Kampa vardığımızda coşkulu bir kalabalık bizi bekliyordu. Mağara içerisinde sessiz ve yalnız geçirdiğimiz iki günden sonra, kendimizi bir anda bu dost kalabalığın ortasında buluverdik. Mehmet’in sözlerini hatırladım, “…bu işi işte bu yüzden yapıyoruz…”.

Bizim içeride olduğumuz sırada, yeni gelen grup bir toplantı yapmıştı. Kampta 22 kişiydik ve önümüzde 11 gün vardı. Mağara içerisinde -400m ile, geçen sene ulaştığımız en son nokta olan -1377m arasında bütün ipler hazır bekliyordu. 97 ekspedisyonunda mağara bitmeyince bu sene de girileceği göze alınarak, ipler düzgün bir şekilde balyalanmış ve su yolundan yüksek yerlere bırakılmıştı. -400m’den sonra döşeme yapmaya girecek kişiler ayrıca ip taşımayacaklar ve her inişin başında ipleri hazır bulacaklardı. Bu yüzden mağarada çok daha hızlı ilerleyebilecektik. Önümüzdeki 11 günün 6’sını dibe doğru ilerlemeye ayırmıştık. Mağaranın dar yapısı -700m’den aşağıda da devam ettiğinden, Bir Başka Hayat kampından sonra yeni bir istasyon kampı kurmaya elverişli bir düzlük bulunamamıştı. Bu işimizi zorlaştırmıştı, çünkü -1300m’ye çalışmaya inecek bir ekip Bir Başka Hayat kampından yola çıkıyor, 3 saatte dibe varıyor, 5-6 saatlik bir döşemeden sonra tekrar 600m yukarıdaki kampa ancak 5 saatte çıkabiliyordu. 15 saatlik bir girişten sadece 6 saatlik bir verim alınabiliyordu. Bu sene ise yeni bir teknik denemeye karar verdik. -1000m’den aşağıda çalışan ekiplerin yanlarında taşıyabilecekleri 2 hamak, 2 tulum, ocak ve yiyecekten oluşan mobil bir hamak kampı… Böylece, ikişer kişiden oluşacak ekipler düzenli şiftlerle, oldukça hızlı bir şekilde ilerleyebilecek. Bu sırada -700m kampında bekleyen bir ekip belirli aralıklarla aşağıdaki mobil kampa karpit, yiyecek ve döşeme malzemesi indirecek. Bu sırada dışarıdan başka bir ekip döşemenin üçüncü gününde mağaraya yedek malzeme ve karpitle girecek. Dipte çalışanlar arasından bir ekip, yeni gelen bu ekiple yer değiştirecek. Böylece mağaradan çıkanlar, dışarıda bekleyen meraklı kalabalığa en son haberleri ulaştırabilecek. Planlanan bu programa uyulduğu takdirde, aşağıda çalışan iki ekip, günde ortalama 150-200m ilerleyerek, 4-5 gün içerisinde mağaranın doğal sınırına ulaşabilecekti.

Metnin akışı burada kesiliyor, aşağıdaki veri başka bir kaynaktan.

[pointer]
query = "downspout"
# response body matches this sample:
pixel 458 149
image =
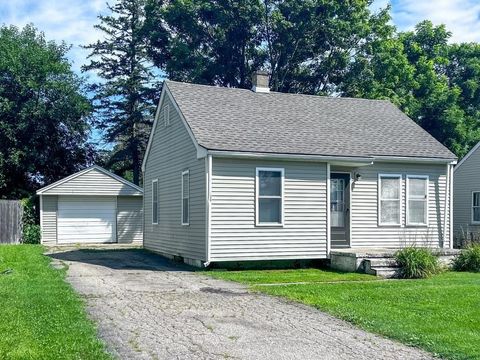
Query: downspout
pixel 450 213
pixel 328 211
pixel 447 196
pixel 208 188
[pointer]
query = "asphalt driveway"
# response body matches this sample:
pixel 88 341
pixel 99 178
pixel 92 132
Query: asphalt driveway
pixel 149 308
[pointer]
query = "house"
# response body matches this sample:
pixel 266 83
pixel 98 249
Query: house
pixel 91 206
pixel 466 191
pixel 236 174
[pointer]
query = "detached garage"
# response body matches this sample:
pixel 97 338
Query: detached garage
pixel 91 206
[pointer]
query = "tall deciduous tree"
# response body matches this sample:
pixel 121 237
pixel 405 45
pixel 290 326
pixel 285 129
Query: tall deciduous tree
pixel 44 113
pixel 435 83
pixel 205 41
pixel 305 45
pixel 124 96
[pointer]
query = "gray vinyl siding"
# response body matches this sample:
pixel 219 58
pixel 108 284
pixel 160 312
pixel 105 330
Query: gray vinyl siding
pixel 93 182
pixel 466 179
pixel 233 234
pixel 49 219
pixel 366 232
pixel 173 151
pixel 129 219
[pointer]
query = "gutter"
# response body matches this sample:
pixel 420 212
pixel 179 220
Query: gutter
pixel 367 160
pixel 278 156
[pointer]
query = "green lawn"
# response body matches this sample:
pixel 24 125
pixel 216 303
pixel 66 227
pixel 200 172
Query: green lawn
pixel 440 315
pixel 40 315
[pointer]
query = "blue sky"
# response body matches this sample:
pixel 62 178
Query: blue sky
pixel 72 20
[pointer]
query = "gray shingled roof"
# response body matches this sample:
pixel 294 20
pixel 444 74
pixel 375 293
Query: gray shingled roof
pixel 242 120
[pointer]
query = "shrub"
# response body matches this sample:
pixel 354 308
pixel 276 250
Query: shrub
pixel 468 259
pixel 31 234
pixel 31 230
pixel 417 263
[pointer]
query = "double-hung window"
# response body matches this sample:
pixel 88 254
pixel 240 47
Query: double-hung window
pixel 389 199
pixel 417 200
pixel 185 197
pixel 155 201
pixel 476 207
pixel 269 196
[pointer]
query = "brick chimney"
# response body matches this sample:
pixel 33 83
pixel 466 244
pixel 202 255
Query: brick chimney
pixel 260 80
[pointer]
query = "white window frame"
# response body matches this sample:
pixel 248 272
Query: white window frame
pixel 379 194
pixel 257 196
pixel 186 172
pixel 155 181
pixel 166 115
pixel 427 184
pixel 472 217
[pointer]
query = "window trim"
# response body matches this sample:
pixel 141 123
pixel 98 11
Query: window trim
pixel 186 172
pixel 257 197
pixel 471 209
pixel 379 199
pixel 166 115
pixel 155 181
pixel 407 196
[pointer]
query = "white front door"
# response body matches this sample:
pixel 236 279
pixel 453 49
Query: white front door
pixel 337 202
pixel 86 219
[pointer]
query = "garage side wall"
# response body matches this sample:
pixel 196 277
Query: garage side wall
pixel 129 219
pixel 49 219
pixel 172 152
pixel 93 182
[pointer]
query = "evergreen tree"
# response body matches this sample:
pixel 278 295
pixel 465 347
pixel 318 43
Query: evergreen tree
pixel 44 113
pixel 124 97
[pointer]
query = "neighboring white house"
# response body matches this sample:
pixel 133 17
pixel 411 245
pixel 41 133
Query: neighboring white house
pixel 235 174
pixel 91 206
pixel 466 192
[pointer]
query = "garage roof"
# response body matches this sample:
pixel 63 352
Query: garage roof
pixel 93 180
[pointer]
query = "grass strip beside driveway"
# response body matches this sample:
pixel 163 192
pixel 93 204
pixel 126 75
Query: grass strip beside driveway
pixel 440 315
pixel 312 275
pixel 41 317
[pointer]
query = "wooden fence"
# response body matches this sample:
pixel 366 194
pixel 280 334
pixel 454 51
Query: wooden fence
pixel 11 212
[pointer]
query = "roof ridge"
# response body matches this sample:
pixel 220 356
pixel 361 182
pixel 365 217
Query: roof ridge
pixel 330 97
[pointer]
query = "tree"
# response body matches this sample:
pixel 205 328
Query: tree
pixel 310 44
pixel 305 45
pixel 124 97
pixel 203 41
pixel 431 81
pixel 44 113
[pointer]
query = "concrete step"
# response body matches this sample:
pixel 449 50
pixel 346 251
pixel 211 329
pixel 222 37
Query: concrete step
pixel 384 271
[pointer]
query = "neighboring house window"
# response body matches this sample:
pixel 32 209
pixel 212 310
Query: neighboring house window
pixel 155 201
pixel 166 115
pixel 417 200
pixel 389 199
pixel 185 197
pixel 476 207
pixel 269 196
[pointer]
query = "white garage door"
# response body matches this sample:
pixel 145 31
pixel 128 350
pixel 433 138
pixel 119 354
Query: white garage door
pixel 86 219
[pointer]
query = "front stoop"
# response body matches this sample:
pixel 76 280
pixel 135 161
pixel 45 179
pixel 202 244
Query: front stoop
pixel 378 262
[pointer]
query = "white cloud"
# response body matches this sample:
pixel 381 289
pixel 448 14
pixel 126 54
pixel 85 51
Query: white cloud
pixel 461 17
pixel 60 20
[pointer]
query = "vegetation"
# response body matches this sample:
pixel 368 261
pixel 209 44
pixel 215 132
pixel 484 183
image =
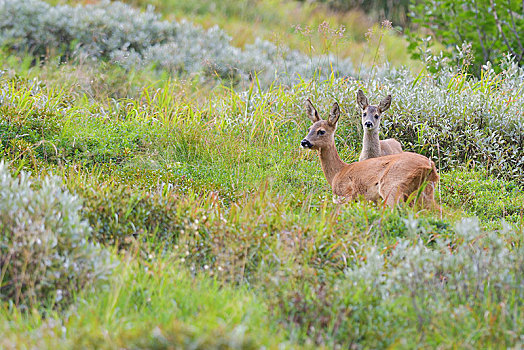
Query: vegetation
pixel 152 205
pixel 490 29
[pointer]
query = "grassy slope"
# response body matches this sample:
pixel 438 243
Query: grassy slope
pixel 244 240
pixel 277 21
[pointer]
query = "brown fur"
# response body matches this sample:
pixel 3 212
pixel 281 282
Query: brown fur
pixel 372 147
pixel 392 178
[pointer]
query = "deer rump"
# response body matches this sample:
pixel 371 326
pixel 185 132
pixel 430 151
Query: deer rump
pixel 393 178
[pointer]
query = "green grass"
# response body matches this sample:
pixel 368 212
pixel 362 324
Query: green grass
pixel 224 229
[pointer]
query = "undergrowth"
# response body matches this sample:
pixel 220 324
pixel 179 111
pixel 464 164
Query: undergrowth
pixel 225 232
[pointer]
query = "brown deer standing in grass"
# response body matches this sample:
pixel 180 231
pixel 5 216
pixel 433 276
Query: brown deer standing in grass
pixel 393 178
pixel 372 147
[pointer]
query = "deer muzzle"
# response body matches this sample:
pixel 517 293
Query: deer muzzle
pixel 305 144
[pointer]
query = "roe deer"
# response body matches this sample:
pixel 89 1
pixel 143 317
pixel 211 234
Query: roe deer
pixel 371 115
pixel 393 178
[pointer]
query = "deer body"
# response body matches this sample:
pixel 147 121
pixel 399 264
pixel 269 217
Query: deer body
pixel 392 178
pixel 372 146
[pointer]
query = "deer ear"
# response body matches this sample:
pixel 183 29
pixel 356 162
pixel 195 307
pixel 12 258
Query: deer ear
pixel 311 111
pixel 362 99
pixel 385 104
pixel 334 115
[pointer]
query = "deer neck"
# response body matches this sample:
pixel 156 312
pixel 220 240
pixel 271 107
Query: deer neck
pixel 371 144
pixel 330 162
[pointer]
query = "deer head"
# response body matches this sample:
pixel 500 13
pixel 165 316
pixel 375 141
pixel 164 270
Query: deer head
pixel 322 132
pixel 371 115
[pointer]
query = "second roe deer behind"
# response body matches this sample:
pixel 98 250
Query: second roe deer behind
pixel 392 178
pixel 372 146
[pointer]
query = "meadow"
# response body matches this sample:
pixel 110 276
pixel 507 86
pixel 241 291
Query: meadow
pixel 153 194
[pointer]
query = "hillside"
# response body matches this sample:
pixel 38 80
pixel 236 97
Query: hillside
pixel 154 194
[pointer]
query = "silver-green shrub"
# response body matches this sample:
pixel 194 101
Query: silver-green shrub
pixel 452 118
pixel 45 255
pixel 476 281
pixel 122 34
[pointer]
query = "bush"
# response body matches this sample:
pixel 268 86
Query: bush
pixel 492 28
pixel 119 33
pixel 44 253
pixel 411 295
pixel 450 117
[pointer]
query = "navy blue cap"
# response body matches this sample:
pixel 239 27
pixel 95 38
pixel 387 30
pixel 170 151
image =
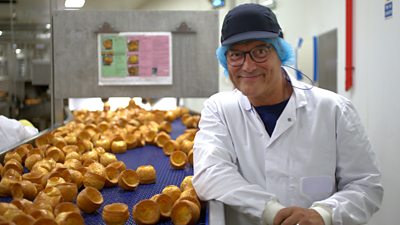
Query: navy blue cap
pixel 249 21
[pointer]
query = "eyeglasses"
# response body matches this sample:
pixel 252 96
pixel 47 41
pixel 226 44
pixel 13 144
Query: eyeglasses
pixel 259 54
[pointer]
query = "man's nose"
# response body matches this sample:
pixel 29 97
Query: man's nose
pixel 248 64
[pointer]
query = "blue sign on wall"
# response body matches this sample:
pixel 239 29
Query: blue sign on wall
pixel 388 9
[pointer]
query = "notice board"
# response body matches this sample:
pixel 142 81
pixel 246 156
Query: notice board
pixel 183 42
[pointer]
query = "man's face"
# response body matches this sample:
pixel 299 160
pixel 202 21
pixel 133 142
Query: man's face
pixel 256 80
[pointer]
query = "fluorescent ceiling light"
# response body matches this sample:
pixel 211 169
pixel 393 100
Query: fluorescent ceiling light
pixel 74 3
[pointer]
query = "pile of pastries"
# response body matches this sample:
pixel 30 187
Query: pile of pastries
pixel 74 162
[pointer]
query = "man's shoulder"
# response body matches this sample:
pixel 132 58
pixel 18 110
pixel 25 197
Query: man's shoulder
pixel 225 96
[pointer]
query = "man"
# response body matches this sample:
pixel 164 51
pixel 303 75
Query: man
pixel 275 150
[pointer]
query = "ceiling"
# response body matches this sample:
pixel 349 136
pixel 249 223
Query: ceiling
pixel 29 17
pixel 38 11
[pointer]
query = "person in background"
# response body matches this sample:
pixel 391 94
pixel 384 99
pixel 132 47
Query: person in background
pixel 13 131
pixel 277 151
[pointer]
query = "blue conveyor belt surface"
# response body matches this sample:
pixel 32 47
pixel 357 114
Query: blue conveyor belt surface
pixel 147 155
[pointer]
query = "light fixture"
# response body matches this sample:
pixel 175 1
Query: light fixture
pixel 74 3
pixel 217 3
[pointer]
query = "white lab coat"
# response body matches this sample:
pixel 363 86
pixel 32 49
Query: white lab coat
pixel 319 153
pixel 13 132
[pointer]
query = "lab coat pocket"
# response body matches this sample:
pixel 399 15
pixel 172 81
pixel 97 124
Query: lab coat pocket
pixel 317 187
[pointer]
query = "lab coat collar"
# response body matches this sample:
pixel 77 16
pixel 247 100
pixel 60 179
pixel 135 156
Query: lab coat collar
pixel 298 94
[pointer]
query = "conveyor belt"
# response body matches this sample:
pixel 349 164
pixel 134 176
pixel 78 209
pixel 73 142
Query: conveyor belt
pixel 165 176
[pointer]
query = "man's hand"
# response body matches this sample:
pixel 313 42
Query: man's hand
pixel 297 215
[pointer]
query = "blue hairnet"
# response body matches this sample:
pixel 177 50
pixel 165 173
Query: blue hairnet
pixel 283 48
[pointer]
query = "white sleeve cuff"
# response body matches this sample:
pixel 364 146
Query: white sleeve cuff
pixel 325 212
pixel 271 209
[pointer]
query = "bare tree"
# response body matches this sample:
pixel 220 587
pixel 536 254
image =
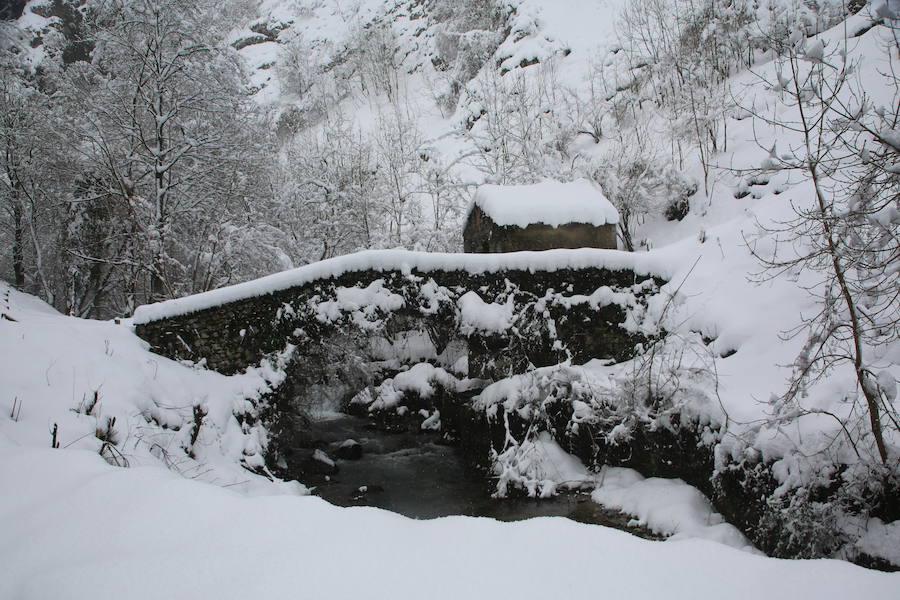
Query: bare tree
pixel 849 235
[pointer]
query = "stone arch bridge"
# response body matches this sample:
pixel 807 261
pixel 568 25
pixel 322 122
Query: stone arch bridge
pixel 504 313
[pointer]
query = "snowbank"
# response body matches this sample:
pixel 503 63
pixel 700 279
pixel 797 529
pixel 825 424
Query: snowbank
pixel 77 528
pixel 406 261
pixel 94 382
pixel 550 202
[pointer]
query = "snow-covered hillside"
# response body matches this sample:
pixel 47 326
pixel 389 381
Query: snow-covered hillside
pixel 384 116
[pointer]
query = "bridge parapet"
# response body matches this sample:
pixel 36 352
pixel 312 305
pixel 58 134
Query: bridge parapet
pixel 528 308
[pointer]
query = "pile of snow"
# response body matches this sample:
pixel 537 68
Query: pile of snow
pixel 85 383
pixel 406 261
pixel 146 533
pixel 551 203
pixel 665 506
pixel 419 382
pixel 477 315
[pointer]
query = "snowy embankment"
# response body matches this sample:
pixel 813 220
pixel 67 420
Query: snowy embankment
pixel 77 528
pixel 405 261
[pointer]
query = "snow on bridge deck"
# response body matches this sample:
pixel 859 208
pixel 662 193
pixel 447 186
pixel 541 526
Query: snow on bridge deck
pixel 406 261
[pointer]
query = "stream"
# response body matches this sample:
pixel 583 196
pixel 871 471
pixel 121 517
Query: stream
pixel 420 476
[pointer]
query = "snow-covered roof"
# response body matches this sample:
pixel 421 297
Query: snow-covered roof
pixel 550 202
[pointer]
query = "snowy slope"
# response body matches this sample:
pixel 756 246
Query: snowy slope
pixel 77 528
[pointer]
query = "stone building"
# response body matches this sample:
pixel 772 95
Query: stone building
pixel 542 216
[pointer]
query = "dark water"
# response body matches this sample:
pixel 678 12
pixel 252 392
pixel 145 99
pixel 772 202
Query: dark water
pixel 419 476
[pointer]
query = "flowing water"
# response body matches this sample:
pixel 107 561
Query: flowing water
pixel 420 476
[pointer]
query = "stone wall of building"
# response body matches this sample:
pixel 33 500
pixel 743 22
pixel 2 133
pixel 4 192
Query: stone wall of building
pixel 481 234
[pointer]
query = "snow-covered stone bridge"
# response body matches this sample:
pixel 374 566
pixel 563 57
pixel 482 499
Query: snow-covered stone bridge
pixel 502 312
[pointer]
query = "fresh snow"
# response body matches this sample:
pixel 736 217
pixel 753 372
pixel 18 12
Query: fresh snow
pixel 476 315
pixel 406 261
pixel 78 528
pixel 550 202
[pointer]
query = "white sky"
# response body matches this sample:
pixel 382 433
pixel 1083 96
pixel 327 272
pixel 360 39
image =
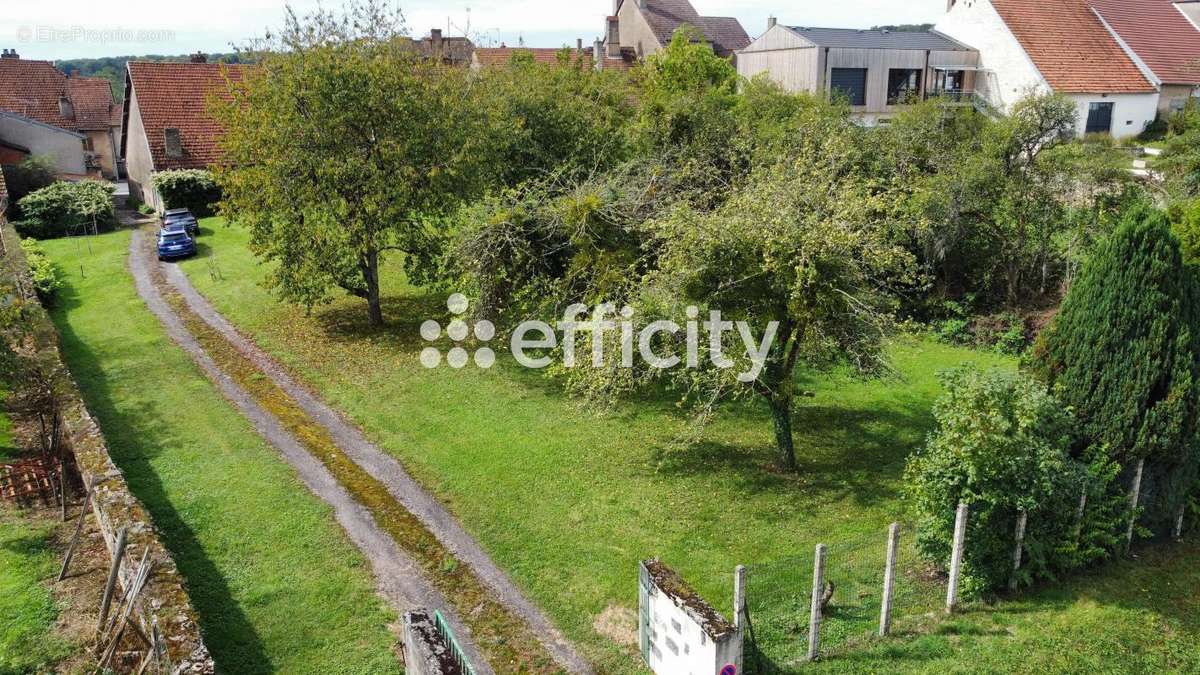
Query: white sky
pixel 67 29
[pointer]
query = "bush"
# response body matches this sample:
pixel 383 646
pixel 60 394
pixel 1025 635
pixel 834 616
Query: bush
pixel 187 189
pixel 1125 354
pixel 1002 444
pixel 42 272
pixel 25 178
pixel 67 208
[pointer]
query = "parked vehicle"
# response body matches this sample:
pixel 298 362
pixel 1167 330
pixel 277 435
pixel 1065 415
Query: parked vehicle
pixel 174 242
pixel 184 216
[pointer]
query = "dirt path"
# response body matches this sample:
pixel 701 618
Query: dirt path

Mağaranın toplanması için ise en az 5 gün gerekiyordu. Bir dağcı için tırmanışının en zor kısmı zirveye ulaştığında sona ererken, bir mağaracı için en yorucu anlar dibe vardığında başlar. Mağaranın döşemesinde kullanılan teknik malzemeler (ip, karabin, hanger, vb.), kamp malzemeleri ve çöpler yukarı çıkartılmalıdır. Toplama vakti geldiğinde bütün kamp seferber olur ve mağaraya girer. Islandığı için ağırlaşan yüzlerce metre ip, kilolarca karpit çöpü ve diğer malzemeler 20’şer kiloluk çantalar halinde, kimi yerlerde makara sistemleriyle kolaylaştırılmış bir şekilde, kimi yerlerde ise babadan kalma yöntemlerle yavaş yavaş yukarı çıkartılır. Dibe ulaşmak için gereken fiziksel güç ve dayanıklılıktan kat kat fazlası mağaranın toplanma sürecinde gereklidir. Zirveden dönen yorgun dağcıların çöp ve gereksiz malzemeleri yolda bırakma eğilimlerine benzer ve hatta daha üst düzeyde bir eğilim bir mağaracıda görülebilir. Mağara içerisinde bırakılacak organik veya inorganik artıklar, mağaranın ekosistemini bozacaktır. Bu yüzden bir mağaracılık ekspedisyonu bu şartlar dikkate alınarak planlanmalıdır ve mağara içerisinde herhangi bir artık bırakmayacak şekilde, yeterli işgücü mağaranın toplanmasına ayrılmalıdır. Bir derin mağaracılık ekspedisyonunun kalitesini ulaşılan derinliğin yanı sıra, mağaranın ne derece temiz bırakıldığı da belirler.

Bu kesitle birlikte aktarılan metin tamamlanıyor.